O cabimento da ação cautelar fiscal antes da constituição do crédito tributário

AutorRafael de Oliveira Franzoni
CargoProcurador da Fazenda Nacional. Especialista em Direito Tributário pela Universidade do Sul de Santa Catarina. Mestrando em Direito Tributário pela USP
Páginas206-224

Page 206

1. Introdução

O presente trabalho tem um objetivo muito bem delineado: responder se cabe ou não a ação cautelar fiscal antes da constituição do crédito tributário. Isso porque a Lei n. 8.397/1992, em seu art. 1º, caput, preceitua que "o procedimento cautelar fiscal poderá ser instaurado após a constituição do crédito", ao passo em que o parágrafo único excepcionalmente prevê que "o requerimento da medida cautelar fiscal, na hipótese dos incisos V, alínea b, e VII, do art. 2º, independe da prévia constituição do crédito tributário". O problema é que essas duas hipóteses excepcionais em que se admitiria a medida somente ocorrem após a notificação do devedor acerca do lançamento fiscal, a qual, para muitos, é o ato que constitui o crédito tributário.

Desse modo, haveria um desarranjo sintático no próprio texto da Lei n. 8.397/1992. Sem falar ainda que grassa na doutrina e na jurisprudência um segundo ponto de vista de acordo com o qual o crédito tributário somente está constituído quando encerrada a discussão administrativa a respeito do lançamento. Portanto, há também divergência semântica no texto em relação à expressão constituição do crédito tributário.

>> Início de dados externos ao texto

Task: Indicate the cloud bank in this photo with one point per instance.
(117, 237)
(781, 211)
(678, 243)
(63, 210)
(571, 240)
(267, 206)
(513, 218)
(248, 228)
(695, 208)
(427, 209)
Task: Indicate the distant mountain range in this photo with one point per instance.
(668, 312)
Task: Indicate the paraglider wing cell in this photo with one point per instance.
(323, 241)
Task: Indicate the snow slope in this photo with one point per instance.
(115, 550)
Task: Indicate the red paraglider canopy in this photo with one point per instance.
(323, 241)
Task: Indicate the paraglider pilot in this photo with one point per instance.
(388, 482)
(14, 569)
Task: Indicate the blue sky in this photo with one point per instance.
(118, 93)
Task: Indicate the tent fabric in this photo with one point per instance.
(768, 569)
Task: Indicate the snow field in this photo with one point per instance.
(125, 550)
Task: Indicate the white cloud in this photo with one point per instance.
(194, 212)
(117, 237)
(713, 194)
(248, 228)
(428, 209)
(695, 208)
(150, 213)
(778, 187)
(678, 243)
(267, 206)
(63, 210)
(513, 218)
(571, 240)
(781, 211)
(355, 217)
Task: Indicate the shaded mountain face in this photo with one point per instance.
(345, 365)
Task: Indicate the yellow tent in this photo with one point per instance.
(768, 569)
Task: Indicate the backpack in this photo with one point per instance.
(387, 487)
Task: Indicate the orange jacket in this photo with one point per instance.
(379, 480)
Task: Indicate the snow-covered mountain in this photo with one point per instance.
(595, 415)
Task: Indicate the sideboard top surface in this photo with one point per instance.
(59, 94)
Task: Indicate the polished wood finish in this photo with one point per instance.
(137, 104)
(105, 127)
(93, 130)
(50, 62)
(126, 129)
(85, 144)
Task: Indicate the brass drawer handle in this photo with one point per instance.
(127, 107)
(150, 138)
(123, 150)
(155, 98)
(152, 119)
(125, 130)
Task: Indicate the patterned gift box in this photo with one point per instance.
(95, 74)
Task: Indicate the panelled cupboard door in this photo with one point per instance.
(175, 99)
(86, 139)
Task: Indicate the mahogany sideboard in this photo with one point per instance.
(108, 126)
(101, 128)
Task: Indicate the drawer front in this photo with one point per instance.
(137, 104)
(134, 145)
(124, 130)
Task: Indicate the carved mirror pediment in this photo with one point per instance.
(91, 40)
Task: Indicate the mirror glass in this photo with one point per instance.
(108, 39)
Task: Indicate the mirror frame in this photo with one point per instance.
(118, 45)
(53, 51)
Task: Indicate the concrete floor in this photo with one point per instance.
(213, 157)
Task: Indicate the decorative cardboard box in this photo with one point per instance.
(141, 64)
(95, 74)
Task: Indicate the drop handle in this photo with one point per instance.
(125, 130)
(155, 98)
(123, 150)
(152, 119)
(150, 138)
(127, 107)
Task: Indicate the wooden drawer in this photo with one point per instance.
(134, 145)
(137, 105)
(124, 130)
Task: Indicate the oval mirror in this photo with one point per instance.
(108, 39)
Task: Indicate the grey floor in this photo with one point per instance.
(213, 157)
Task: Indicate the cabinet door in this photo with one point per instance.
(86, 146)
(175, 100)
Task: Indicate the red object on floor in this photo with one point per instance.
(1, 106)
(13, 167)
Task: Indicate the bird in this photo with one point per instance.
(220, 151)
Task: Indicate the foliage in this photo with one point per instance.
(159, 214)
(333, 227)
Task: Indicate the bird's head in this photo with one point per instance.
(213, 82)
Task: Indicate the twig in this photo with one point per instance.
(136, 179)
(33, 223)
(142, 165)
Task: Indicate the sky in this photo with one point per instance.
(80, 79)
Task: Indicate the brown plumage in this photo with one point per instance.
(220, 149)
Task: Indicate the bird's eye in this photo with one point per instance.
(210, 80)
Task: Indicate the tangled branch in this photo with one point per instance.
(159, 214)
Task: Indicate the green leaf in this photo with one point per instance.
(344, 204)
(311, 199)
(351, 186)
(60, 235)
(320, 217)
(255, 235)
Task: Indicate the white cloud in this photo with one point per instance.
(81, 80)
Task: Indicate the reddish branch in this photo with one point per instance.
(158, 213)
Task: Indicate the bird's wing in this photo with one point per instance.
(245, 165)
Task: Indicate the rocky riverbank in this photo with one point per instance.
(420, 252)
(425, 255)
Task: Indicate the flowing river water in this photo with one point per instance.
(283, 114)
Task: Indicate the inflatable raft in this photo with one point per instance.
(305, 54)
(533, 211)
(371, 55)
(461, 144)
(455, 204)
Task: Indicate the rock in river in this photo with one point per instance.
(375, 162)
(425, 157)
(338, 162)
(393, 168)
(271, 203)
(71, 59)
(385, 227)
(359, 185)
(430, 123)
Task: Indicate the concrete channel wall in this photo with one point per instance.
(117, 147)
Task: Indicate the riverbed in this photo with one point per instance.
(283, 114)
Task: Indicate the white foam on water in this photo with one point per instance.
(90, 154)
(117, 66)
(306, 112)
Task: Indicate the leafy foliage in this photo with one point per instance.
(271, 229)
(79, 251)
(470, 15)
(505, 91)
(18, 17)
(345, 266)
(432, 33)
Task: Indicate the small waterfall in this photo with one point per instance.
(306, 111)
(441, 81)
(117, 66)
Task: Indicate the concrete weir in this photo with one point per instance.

O enfrentamento do tema exige, pois, detida análise sintática e semântica do texto da Lei n. 8.397/1992. Aliás, sempre onde houver linguagem decerto haverá, em alguma medida, dificuldades de ordem sintática, semântica e pragmática. E como o direito se manifesta pela linguagem, é sob a ótica da Teoria Comunicacional do Direito que se há de buscar a resposta ao problema ora proposto.

Page 207

2. Direito, linguagem e construção de sentido

Segundo Gregório Robles,1onde há sociedade há linguagem. A sociedade é um grande sistema de comunicação, um sistema comunicativo entre seus membros. Para ele, o direito também é um sistema comunicacional, o mais importante nos dias atuais. Com efeito, o direito se expressa pela linguagem e só por ela. Por isso, ele deve ser analisado de acordo com a sua linguagem própria. No dizer de Paulo de Barros Carvalho,2o grande difusor no Brasil dessa Teoria Comunicacional do Direito, o direito positivo é um sistema que se ocupa das normas jurídicas enquanto mensagens produzidas pela autoridade competente e dirigidas aos integrantes da comunidade social. Mensagens estas que são prescritivas de condutas, que têm por fim orientar e regular o comportamento dos sujeitos de acordo com os valores eleitos pela sociedade.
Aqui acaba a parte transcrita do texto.